Dieter <[log in to unmask]>

Reply-To:

A group for the academic discussion of current issues in podiatry <[log in to unmask]>

Date:

Tue, 12 Oct 2004 16:23:25 +0100

Content-Type:

text/plain

Parts/Attachments:

Parts/Attachments

text/plain (111 lines)

Reply

Reply

Joel,


Thanks for our comments - I will (once again) relay this information. The
information I have about it suggests the Buchbinder trials looked at low
intensity ESWT focusing on patients with heel pain of 6 months or less.

The American Podiatrists, I am in communication with, use high intensity
ESWT on chronic heel pain cases i.e. 6 months or more.This is comparing
apples and oranges.

My guess is the correspondents do have a vested interest. They may have
invested in expensive equipment to provide this treatment. But also they
have many years experience of treating patients with ESWT, and relate good
outcomes. So they have a vested interest in getting patients better. Also,
it should be added doctors are buying this equipment in the full knowledge
that insurance companies will not cover payment for the treatments.

But, at the risk of overstating the point, the US Issurance companies
decline payments on ALL ESWT quoting the Buchbinder study. So the
criticisms are aimed at the Insurance companies, more than Buchbinder. US
patients already pay HUGE health insurance premiums, so, when the insurance
companies decline the treatment, patients are rail roaded into accepting
surgery. This is in spite of the recommendation of their foot doctor.

I have read here the doctors should beable determine the treatment for
their patients. Unfortunately, increasingly doctors in hte US are
disempowered in that respect. This is "managed health care" designed to
help reduce insurance premiums. You can guess it is not very popular with
doctos and the patients, who get caught in the middle.

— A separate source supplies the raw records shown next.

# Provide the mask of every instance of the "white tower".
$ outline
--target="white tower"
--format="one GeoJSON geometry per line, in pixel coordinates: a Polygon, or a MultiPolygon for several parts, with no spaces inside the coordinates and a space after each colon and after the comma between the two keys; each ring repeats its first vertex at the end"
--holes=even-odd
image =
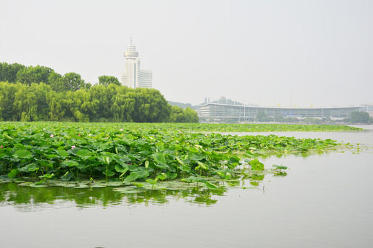
{"type": "Polygon", "coordinates": [[[121,75],[122,84],[133,89],[137,87],[152,87],[152,74],[150,70],[140,70],[140,60],[136,47],[132,44],[132,37],[127,51],[124,52],[126,58],[126,73],[121,75]]]}

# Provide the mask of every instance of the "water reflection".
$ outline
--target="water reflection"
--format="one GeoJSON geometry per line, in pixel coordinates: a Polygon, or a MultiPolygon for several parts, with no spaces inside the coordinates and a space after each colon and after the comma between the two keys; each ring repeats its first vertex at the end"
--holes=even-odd
{"type": "Polygon", "coordinates": [[[129,190],[128,193],[113,187],[77,189],[70,187],[33,187],[19,186],[16,183],[0,184],[0,206],[13,205],[19,211],[37,211],[48,207],[108,207],[126,203],[129,205],[167,204],[184,200],[207,206],[216,203],[214,196],[223,196],[226,187],[211,190],[191,187],[178,190],[129,190]]]}

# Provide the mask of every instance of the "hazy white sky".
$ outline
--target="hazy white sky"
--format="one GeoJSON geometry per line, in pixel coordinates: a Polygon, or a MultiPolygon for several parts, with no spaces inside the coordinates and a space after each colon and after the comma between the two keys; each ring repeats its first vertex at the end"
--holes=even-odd
{"type": "Polygon", "coordinates": [[[167,100],[373,103],[373,1],[0,0],[0,62],[124,72],[132,36],[167,100]]]}

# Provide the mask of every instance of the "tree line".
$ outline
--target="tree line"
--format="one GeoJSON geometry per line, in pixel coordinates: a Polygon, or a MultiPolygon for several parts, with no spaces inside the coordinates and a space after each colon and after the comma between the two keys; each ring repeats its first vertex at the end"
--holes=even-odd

Regarding surgery. Whilst I am also not aware of RCT there are certainly
studies, boh cadaveric and follow-up studies, drawing attention to the
harmful effects of severing the fascia leading to a loss of support to the
foot structure resulting in lateral column syndrome.

A lack of evidence from RCT's vindicating (or otherwise) surgical
intervention cannot be used as an arguement in favour of surgery.

I am led to believe there are other studies about to be published
vindicating the contribution of high intensity ESWT in managing chronic
heel pain.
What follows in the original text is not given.